Ty Higgins, a spokesperson for the Ohio Farm Bureau, said that’s what makes this technology attractive to many producers across the state.
“You talk to about any farmer and they're begging for people to come and work,” Higgins said. “The pay is good. The hours are long, but they're seasonal. Nobody wants to do those types of jobs anymore.”
While automation in other fields sometimes comes with the threat of job loss, many in the agricultural field see it as an opportunity for growth. Scott Shearer, chair of Food, Agricultural and Biological Engineering at Ohio State University, said the rise in ag tech could translate to more specialized jobs in the industry.
“We're going to move away from some of the low-skilled labor jobs in rural America, and hopefully these will be higher paying positions,” said Shearer, who researches ag automation.
Taking the field
Farmers have been talking about self-driving tractors from as far back as 2016. But, Shearer said much has changed since those initial conversations. It used to be small ag start-ups that touted this technology. Now, large corporations like John Deere, CNH Industrial and AGCOhave all announced autonomous tractors.
Although it’s a gradual shift, Shearer said it’s one that’s gaining traction.
“When the big companies get involved, you know that the transition is ongoing, it's active and it's here to stay,” Shearer said.
Most of these products are in test mode, meaning a select few producers are trying out the equipment. For farmers that don’t want to replace their equipment completely, companies have also begun creating add-on kits that can turn existing tractors into autonomous ones.
Some of those, like Sabanto’s, have already hit the marketplace, but Shearer said they still need some human supervision.
“There are still humans in the loop, if you will, but they become more monitors of progress of the equipment,” he said.
There’s still uncertainty around how much a fully autonomous tractor will cost producers once they hit the market.

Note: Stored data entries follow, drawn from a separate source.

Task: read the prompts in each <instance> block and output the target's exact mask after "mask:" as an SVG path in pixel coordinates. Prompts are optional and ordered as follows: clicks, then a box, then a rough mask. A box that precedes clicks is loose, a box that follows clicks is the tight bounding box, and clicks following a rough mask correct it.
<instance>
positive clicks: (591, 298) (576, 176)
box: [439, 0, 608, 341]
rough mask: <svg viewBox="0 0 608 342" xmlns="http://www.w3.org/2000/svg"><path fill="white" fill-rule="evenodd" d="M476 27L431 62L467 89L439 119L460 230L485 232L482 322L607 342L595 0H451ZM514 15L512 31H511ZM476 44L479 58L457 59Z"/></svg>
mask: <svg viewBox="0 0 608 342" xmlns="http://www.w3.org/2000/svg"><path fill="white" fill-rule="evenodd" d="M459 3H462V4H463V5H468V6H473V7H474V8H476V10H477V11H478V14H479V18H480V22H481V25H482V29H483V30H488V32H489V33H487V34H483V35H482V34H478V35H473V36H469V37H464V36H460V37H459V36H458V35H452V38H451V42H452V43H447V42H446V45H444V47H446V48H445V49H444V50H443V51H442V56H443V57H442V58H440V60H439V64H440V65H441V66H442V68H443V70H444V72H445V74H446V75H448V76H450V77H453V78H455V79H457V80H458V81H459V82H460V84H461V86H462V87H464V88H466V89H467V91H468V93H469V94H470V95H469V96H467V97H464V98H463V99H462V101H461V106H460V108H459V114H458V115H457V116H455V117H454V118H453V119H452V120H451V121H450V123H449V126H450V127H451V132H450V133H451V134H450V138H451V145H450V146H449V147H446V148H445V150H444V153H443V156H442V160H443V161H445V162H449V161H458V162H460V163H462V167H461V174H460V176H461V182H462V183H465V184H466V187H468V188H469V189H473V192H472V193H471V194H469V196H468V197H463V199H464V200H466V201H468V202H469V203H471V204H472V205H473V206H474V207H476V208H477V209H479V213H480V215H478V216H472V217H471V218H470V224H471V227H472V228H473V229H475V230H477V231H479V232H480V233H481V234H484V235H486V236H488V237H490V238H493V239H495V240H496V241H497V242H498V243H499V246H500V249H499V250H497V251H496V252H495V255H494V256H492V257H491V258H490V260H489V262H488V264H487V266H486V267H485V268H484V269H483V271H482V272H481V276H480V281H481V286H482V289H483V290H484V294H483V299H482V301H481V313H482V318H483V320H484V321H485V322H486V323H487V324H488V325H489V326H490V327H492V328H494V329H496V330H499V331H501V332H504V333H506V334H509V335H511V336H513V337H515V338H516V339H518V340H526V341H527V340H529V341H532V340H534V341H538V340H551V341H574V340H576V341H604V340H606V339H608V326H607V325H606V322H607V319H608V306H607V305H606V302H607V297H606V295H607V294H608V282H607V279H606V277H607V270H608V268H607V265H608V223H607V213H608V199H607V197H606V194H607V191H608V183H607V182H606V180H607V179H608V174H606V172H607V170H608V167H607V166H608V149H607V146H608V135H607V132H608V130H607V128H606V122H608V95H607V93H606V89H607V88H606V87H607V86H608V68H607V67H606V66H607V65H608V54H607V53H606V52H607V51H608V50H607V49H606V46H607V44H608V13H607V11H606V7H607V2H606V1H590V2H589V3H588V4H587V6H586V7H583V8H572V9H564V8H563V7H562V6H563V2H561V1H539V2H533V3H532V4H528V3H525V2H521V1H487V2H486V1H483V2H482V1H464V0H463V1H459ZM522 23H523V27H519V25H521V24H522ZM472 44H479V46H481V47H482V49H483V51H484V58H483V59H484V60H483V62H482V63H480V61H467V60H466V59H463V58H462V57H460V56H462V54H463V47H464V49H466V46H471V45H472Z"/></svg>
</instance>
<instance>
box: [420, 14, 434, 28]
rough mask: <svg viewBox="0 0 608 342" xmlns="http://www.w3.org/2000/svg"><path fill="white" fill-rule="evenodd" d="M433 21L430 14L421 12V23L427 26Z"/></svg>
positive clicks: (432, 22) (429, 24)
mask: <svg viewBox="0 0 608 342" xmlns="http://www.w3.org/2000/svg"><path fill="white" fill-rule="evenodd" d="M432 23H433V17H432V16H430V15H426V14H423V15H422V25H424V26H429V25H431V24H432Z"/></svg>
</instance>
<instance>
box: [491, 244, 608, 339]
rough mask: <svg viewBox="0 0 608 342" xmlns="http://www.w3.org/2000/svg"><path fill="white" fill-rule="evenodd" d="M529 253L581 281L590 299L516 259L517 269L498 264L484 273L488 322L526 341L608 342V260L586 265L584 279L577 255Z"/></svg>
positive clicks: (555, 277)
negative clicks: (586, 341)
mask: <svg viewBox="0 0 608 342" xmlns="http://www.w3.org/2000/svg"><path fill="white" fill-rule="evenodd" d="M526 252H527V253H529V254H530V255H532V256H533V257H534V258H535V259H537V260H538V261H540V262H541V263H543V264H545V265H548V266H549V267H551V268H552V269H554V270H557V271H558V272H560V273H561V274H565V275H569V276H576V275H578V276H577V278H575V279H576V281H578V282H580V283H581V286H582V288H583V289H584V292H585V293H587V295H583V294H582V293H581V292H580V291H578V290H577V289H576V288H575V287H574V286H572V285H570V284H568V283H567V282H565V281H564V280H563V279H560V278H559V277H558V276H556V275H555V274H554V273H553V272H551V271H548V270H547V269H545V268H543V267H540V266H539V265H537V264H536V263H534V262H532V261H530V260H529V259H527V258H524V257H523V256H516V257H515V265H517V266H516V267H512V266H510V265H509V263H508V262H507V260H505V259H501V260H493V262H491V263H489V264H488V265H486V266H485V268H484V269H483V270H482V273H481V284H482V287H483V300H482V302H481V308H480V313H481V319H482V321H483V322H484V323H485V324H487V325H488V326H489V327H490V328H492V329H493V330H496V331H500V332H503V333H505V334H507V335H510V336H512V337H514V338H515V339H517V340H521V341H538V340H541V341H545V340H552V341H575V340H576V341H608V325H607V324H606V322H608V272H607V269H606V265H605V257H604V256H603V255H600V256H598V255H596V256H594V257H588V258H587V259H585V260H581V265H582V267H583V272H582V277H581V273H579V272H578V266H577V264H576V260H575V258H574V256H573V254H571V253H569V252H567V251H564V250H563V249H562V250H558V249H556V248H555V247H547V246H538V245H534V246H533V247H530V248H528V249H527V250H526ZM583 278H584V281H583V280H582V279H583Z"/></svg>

But, Shearer said he foresees the technology will be accessible for small farms as well as large operations.
Shearer said by removing humans from the mix, ag machinery can get smaller. Once you remove the farmer from the tractor, you can remove the comfort features designed for operators. He said that bodes well for family farms.
“Because you're not necessarily going to have to have a lot of acres to justify owning some of this equipment,” Shearer said.
“People still picture the pitchfork and the red barn. It's not like that anymore. We are in the future in agriculture.”Ty Higgins, Ohio Farm Bureau
Around 97% of Ohio’s farms are family farms, Higgins said. (The Ohio Secretary of State's office puts that figure closer to 90%.) So, making this technology affordable is paramount to its success in the state. Still, Higgins said he’s heard interest from a lot of Ohioans who are curious about the machinery.
“This is very possible. You're going to see a tractor, in the middle of a field, without a driver on it doing everyday tasks,” he said.
Although it’s possible for tractors to drive themselves, they need internet connectivity to do so. With many parts of rural Ohio still without access to broadband, it’s a major roadblock to the technology being adopted.
“We still have a lot of miles to cover and a lot of rural parts of Ohio to cover with rural broadband in order to make this type of technology successful,” Higgins said.
Higgins is hopeful, though. He said, as investments in Ohio’s broadband grow, so can the industry's adoption of autonomy. He said farmers have always been on the cutting-edge of technology – even if they’re not always recognized for it.
“People still picture the pitchfork and the red barn. It's not like that anymore. We are in the future in agriculture.”